The highlights from the report:
- Greenhouse gas (GHG) emission continue to rise globally across all major sectors, but regional contributions differ widely with wealthier countries emitting more.
- We are not on track to limit warming to 1.5 °C, even though some GHG emissions have been avoided due to consistent expansion of climate policies and laws.
- Projected GHG emissions from existing and currently planned fossil fuel infrastructure will lead to warming up to 2°C. There can be no new fossil fuel exploration and extraction.
- Global GHG emissions are projected to peak by 2025, but this assumes immediate action is taken.
- Limiting global warming to 1.5°C involves rapid and deep emission reductions in all sectors, including major transitions needed in energy.
- Net-zero GHG emissions from the industrial sector are challenging but possible.
- Urban areas can play a critical role, including low emission construction and building retrofitting.
- Transport emissions can be limited through reducing demand and introducing low-GHG emissions technologies. We need more emphasis on public and active transport.
- Tree planting won’t save us. AFOLU (Agriculture, Forestry and Other Land Use) mitigation options, when sustainably implemented, can deliver large-scale GHG emission reductions and enhanced removals, but cannot fully compensate for delayed action in other sectors.
- The deployment of CDR (Carbon Dioxide Removal) is necessary, including ecosystem restoration, reforestation and soil carbon sequestration.
- We need human lifestyle changes. This requires systemic changes across all of society.
- The global economic benefit of limiting warming to 2°C exceeds the cost of mitigation.
- Action must be equitable. This is critical to sustainable development. There is a strong link between sustainable development, vulnerability and climate risks. Limited economic, social and institutional resources often result in high vulnerability and low adaptive capacity.
- There are mitigation options which are feasible to deploy at scale in the near term.

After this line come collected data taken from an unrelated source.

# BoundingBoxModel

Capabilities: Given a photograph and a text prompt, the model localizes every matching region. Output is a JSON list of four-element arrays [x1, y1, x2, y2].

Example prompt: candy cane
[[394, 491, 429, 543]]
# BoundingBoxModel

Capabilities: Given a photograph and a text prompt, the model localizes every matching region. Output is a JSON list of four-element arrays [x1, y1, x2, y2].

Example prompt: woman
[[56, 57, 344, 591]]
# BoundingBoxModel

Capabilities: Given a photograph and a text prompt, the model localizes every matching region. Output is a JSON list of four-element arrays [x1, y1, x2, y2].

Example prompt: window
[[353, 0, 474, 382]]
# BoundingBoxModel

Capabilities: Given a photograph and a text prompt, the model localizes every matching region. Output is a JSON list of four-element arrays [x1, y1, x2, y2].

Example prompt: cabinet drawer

Low emission technologies continue to fall in cost.
- Regulatory and economic instruments to support deep emissions reductions and stimulate innovation need to be scaled up and applied more widely
- Not enough money is being invested to achieve mitigation goals across all sectors and regions.
- International cooperation is a critical enabler for achieving ambitious climate change mitigation goals.